Something odd is going on in Turkey, however, perhaps indicative of an anticipated power struggle. Officials in Prime Minister Erdogan’s government were reportedly taken by surprise last week when the Turkish General Staff cancelled two major exercises with no explanation. Both exercises are showcases for Turkish military power, involving large numbers of troops and weapon systems; one, Deniz Kurdu (Sea Wolf), is a lengthy naval and air exercise held – without fail – in the Aegean Sea, where Turkey has extensive disputes with Greece over air and maritime claims.
The exercises began on schedule, but were terminated by the military on 24 May, the day before a press tour of the activities was to begin. Turks are speculating that the General Staff cut off the drills as a form of protest over the detention and questioning of additional flag and general officers in the never-ending investigation of the alleged “Sledgehammer” coup plot of 2003. (One general, the highest-ranking to date, was jailed on Monday.)
That the military would be engaged in pointless demonstrations of pique seems uncharacteristic, however. For one thing, nearly 200 military officers have already been subjected to “investigation” in the years of the Sledgehammer affair, but the General Staff hasn’t cancelled any major exercises until now. Veteran military watchers in Turkey – which has a robust cadre of aficionados, bloggers, and online forum participants – were universally caught off-guard by the move.

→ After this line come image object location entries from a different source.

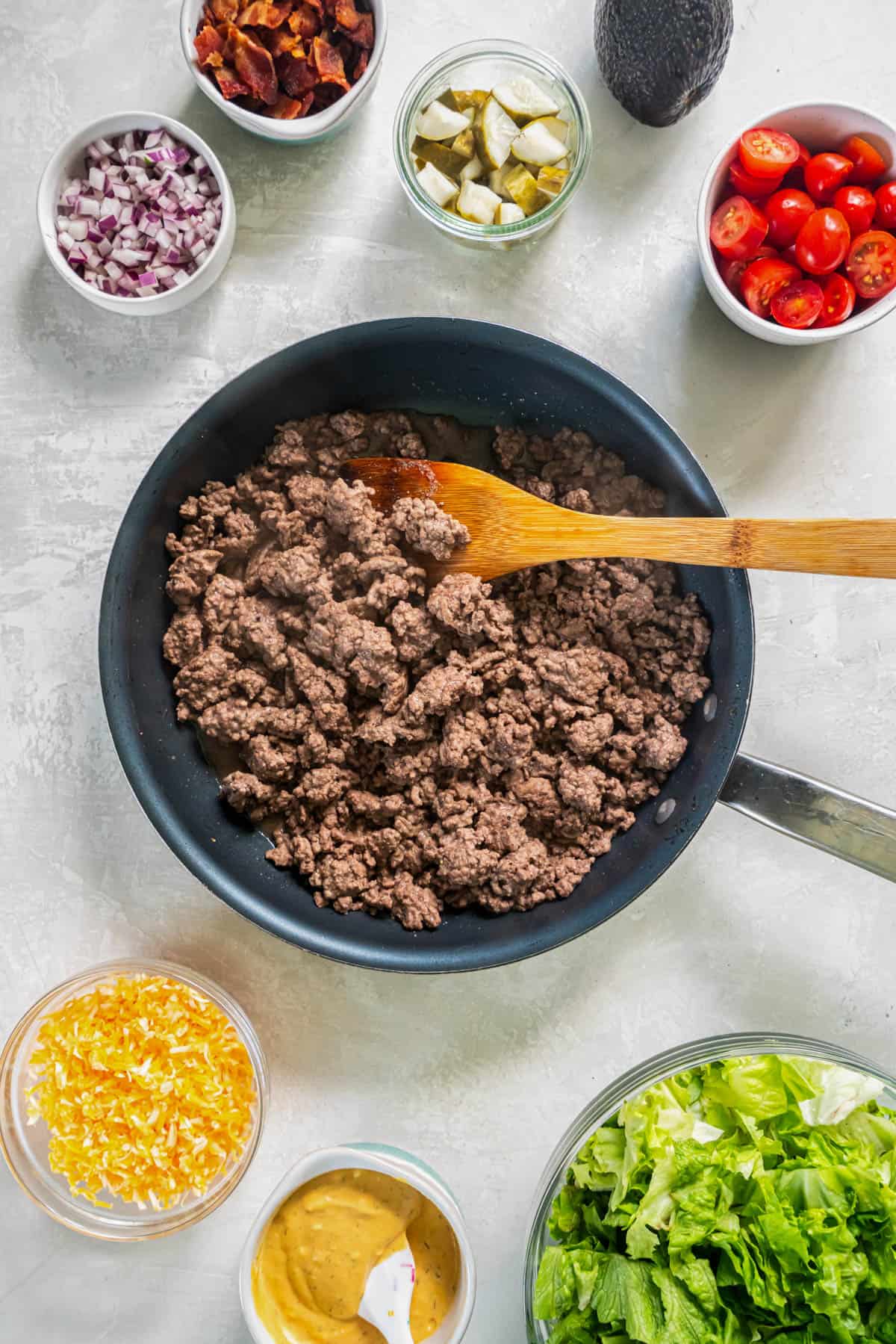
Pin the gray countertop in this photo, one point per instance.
(748, 930)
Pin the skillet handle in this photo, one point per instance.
(817, 814)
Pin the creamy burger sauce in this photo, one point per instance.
(316, 1253)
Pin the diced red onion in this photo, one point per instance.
(144, 217)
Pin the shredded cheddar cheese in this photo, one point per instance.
(147, 1090)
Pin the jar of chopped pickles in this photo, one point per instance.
(492, 140)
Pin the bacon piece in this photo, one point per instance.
(305, 20)
(347, 15)
(363, 34)
(281, 42)
(329, 64)
(287, 109)
(210, 46)
(296, 75)
(254, 65)
(230, 84)
(262, 15)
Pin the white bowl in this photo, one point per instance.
(820, 126)
(375, 1157)
(69, 161)
(305, 131)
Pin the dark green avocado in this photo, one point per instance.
(660, 58)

And it was a big move, affecting – aside from anything else – a very large portion of the military. Instead of having the media out to watch its maneuvers in the final days of May, the military cancelled its plans, which means that starting on 25 May, all those troops, aircraft, ships, etc. were (in theory at least) no longer doing what the civil government thought they’d be doing the day before.
Hostile activity by large military formations is not what we would expect if the General Staff were organizing something; that’s not their historical M.O., and no evidence of such a thing has been detectable in media reporting (old media or new). But calling the forces back from their broad-scale exercise posture would be consistent with sorting out command loyalties and consolidating direct control across the force, unit by unit.
The question would be whether it’s the General Staff doing this, or the Erdogan government. One clue may lie in the fact that Erdogan is accusing practically every opponent in Turkey (the PKK Kurds, the opposition political parties), as well as “foreign intelligence” agencies, of trying to sabotage the upcoming election and defraud the people – but the very unusual action of a military that’s been under unrelenting suspicion for the last several years is getting what amounts to a pass, in both the government’s statements and the regime-friendly media. Political officials have actually said very little about it. Whatever concern the Erdogan government may have about the exercise cancellation, it isn’t the same kind of concern it has about the other threats it perceives.
As a matter of history, recalling an army from maneuvers has more often been a power-consolidation measure taken by political leaders than something military leaders have felt a need to do. Military commanders are best positioned to hold the loyalty of their forces when they are deployed and actively performing operational tasks, rather than in garrison.
It may be a long time before we know what happened on 24 May. The lack of unusual events reported since then is unlikely to mean that this strange action of the military was insignificant. The jury should still be out on its import. At this point, however, it doesn’t look as much like the prelude to a coup as like the quiet suppression of one.